Spatial Interpolation of Extreme Values

TL;DR

This paper presents a novel spatial interpolation method for extreme environmental values, combining limited measurement data with climate model outputs, and employs a modified Monte Carlo EM algorithm to estimate the model parameters.

Contribution

It introduces a new approach for interpolating extreme values using Gaussian process-modulated GEV parameters and a modified EM algorithm for parameter estimation.

Findings

Model accurately estimates extremal features of rainfall.

Interpolated maps effectively visualize extreme rainfall patterns.

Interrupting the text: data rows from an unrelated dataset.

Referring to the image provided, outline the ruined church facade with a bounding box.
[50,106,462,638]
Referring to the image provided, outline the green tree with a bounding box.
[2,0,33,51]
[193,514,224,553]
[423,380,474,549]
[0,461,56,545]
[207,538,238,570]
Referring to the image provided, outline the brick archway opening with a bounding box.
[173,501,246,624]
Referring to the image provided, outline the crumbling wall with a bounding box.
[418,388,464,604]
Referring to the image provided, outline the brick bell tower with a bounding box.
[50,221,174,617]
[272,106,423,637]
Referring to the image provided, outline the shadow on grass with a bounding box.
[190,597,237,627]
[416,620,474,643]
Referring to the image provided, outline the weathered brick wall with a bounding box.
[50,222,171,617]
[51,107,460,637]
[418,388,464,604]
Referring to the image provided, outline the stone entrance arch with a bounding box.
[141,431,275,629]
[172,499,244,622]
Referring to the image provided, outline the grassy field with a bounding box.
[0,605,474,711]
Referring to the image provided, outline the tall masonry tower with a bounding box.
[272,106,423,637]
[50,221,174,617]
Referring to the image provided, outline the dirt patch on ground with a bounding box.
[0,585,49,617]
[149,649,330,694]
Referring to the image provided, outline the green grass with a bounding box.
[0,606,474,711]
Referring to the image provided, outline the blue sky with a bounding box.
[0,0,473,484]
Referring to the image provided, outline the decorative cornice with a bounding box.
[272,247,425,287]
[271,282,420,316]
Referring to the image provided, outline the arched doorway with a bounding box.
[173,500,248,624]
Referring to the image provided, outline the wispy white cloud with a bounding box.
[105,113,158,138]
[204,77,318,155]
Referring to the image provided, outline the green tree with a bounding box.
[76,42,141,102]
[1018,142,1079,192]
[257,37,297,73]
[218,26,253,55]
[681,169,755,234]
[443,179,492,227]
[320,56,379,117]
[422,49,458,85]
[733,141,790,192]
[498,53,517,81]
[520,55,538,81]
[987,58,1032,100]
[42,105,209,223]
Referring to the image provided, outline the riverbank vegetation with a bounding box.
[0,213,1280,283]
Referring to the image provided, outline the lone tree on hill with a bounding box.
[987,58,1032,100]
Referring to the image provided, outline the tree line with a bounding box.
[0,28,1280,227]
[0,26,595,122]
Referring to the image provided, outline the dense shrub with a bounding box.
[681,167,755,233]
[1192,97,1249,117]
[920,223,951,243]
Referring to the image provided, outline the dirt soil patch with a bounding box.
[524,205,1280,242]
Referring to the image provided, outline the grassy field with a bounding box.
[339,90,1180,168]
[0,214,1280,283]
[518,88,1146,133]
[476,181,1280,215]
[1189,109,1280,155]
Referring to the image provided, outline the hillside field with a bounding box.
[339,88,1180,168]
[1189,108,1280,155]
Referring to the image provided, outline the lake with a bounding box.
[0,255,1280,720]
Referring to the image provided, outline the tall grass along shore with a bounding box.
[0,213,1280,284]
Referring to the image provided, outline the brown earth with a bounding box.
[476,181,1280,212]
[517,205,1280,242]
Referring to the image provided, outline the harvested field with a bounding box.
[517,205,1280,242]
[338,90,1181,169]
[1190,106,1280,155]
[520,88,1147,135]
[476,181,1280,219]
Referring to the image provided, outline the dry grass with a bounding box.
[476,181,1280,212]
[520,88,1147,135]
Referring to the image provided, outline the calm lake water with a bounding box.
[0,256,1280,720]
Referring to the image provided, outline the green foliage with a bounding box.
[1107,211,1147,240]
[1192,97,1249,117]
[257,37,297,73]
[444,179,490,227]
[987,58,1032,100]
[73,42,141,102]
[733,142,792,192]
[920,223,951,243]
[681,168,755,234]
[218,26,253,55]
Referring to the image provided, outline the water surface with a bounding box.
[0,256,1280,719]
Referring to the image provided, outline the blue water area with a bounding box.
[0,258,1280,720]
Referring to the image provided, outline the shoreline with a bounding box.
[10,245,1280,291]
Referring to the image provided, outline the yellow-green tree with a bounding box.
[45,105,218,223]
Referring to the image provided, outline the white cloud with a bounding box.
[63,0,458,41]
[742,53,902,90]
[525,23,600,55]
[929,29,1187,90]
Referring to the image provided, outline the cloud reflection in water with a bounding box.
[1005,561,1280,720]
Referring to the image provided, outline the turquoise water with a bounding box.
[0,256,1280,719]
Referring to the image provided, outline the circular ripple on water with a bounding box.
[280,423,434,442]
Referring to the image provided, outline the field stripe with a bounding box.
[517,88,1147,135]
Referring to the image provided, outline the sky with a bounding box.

Method integrates measurement data with climate model outputs.

Abstract

This paper introduces a method for spatial interpolation of extreme values, and in particular targets the case in which conventional data, resulting from a measurement for example, are available at only a few locations. To overcome this the conventional data are supplemented with output from a computer simulator. For environmental applications, such as extreme rainfall as we study here, the simulator could be a regional climate model. Annual maxima are studied and assumed to follow the generalised extreme value (GEV) distribution and dependence is accommodated between maxima by its parameters following Gaussian processes. The GEV's parameters are now random and so a modification to the Monte Carlo EM algorithm is presented so that the model's parameters can be estimated. Then a variety of checks for the model's goodness of fit are given. For the extreme rainfall application we find that the model estimates a variety of extremal features of interest well, and then show how specific features can be interpolated based on the model so that maps can be produced.